InfoWorld Monday has made the vast majority of its site content available in native format for the new generation of mobile devices, such as the Apple iPhone, Palm Treo Pro, and RIM BlackBerry Storm. Users of such "mobile 2.0" devices can access the InfoWorld technology news and reviews site at infoworld.com/m.
The beta mobile site's news, features, reviews, Test Center analyses, and blogs are all available. InfoWorld will add access to its special reports, slideshows, and other content later this month. In the meantime, such content remains accessible to mobile users but will display as regular desktop HTML pages.
(Which next-gen handheld is right for you?
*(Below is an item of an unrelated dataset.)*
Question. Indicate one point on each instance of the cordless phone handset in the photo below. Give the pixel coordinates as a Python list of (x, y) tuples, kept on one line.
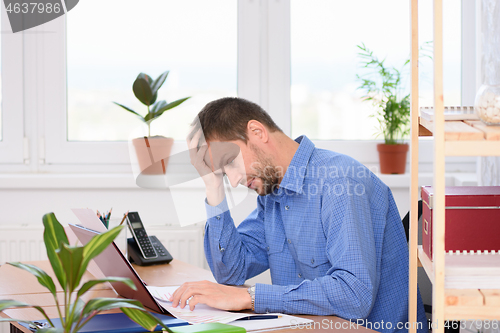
[(141, 237)]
Find out in InfoWorld's mobile 2.0 device comparison.)
The mobilized beta site supports the new class of "mobile 2.0" devices meant to provide desktop-class Web browsing: the iPhone, iPod Touch, BlackBerry Storm, Google-Android-based T-Mobile G1, and most Windows Mobile 6 devices such as the Hewlett-Packard iPaq, AT&T Fuze, and Palm Treo Pro. Many BlackBerrys come with HTML browser emulation, though not all are configured properly out of the box; much of the InfoWorld mobile site should work under these BlackBerrys' HTML emulation as well. Other mobile devices that support HTML, such as Palm OS devices with the Blazer 4 browser and devices where users have installed the Opera Mini Web browser should also work at least partially, such as displaying stories and supporting embedded hyperlinks. (Older, WAP- or WML-only devices can access a basic version of InfoWorld's site at http://mobile.infoworld.com.)
InfoWorld's new beta mobile site follows other mobile-enabling efforts this year, including a mobile version of its Windows Sentinel PC-monitoring service and its Twitter feed.
Note that because of the many differences in browser capabilities, some content may not display properly on specific device/browser combinations. Desktop HTML pages are particularly susceptible to such issues because they tend to use features such as Flash files that few mobile Web browsers support and iframes that Windows Mobile browsers do not support.